I pull into one of the two local surf shops to get some directions, and I’m struck by the brightly colored store with racks of surfboards next to shoulder-high snowbanks. I tell the manager I’m looking to meet some winter surfers. “Picked a great day for it,” he says. “Waves won’t be as big as yesterday, but still good. High tide’ll be the best surf of the day.” He tears out a sheet of notebook paper and draws a map of recommended breaks, then imparts some final wisdom about the tide schedule and forecast. I crunch back out to the car, map in hand, wishing I’d brought a warmer jacket.
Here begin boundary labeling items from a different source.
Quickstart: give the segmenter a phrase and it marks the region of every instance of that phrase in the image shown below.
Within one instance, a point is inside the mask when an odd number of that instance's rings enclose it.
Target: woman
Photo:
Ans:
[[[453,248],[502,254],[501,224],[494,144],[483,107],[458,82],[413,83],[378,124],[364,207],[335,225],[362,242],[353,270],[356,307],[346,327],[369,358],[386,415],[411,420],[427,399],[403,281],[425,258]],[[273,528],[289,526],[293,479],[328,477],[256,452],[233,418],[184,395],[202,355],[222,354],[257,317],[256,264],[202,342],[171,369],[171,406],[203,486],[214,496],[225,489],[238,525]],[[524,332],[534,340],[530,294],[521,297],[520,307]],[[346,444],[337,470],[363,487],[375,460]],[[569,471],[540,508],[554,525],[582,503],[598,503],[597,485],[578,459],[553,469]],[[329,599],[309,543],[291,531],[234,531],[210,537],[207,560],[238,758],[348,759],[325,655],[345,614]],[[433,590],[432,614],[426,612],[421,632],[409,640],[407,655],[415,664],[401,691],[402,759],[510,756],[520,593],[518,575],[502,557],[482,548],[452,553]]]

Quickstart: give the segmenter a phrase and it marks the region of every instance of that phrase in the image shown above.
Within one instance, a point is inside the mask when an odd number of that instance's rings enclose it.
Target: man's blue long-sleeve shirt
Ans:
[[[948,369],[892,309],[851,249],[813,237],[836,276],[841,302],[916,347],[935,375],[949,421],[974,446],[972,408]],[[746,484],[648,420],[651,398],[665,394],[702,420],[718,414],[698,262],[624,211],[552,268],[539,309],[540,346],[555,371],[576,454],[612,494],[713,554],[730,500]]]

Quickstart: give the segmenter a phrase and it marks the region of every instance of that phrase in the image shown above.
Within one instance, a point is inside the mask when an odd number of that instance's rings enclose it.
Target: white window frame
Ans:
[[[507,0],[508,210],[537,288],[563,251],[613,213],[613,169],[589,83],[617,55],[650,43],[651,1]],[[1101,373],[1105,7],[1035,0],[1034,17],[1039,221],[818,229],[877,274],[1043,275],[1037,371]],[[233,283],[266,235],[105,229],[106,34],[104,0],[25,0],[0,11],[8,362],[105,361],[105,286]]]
Winding along the coast, the ocean and the sky blend together in a silvery mix with no horizon. Fox Hill is the first destination, a rocky outcropping that breaks towards a point and can only be surfed close to high tide. The waves are eight to 10 feet tall, big for New England, even this time of year. The ocean air is cold and still as death. A few guys are bobbing in the water. From afar they look like seals. As the tide rises the sets keep getting better and better — and so does the surfing.
“The duck diving will get you, though. An instant brain freeze every time.”
Longboarding in white wash this is not. These guys can shred, launching aerials and hunching into barrels when the opportunity arises. A neoprene-clad ninja crunches by me in the snow. With a brief stop to attach his board leash and a take deep breath, he proceeds into the frigid waters. As he goes in, another surfer climbs up the rocks.
“Freezing out there?” I ask. “Nah, it’s nice today, great surfing,” he says. “You should have seen it yesterday: 25-knot winds and way bigger sets. The duck diving will get you, though — an instant brain freeze every time.”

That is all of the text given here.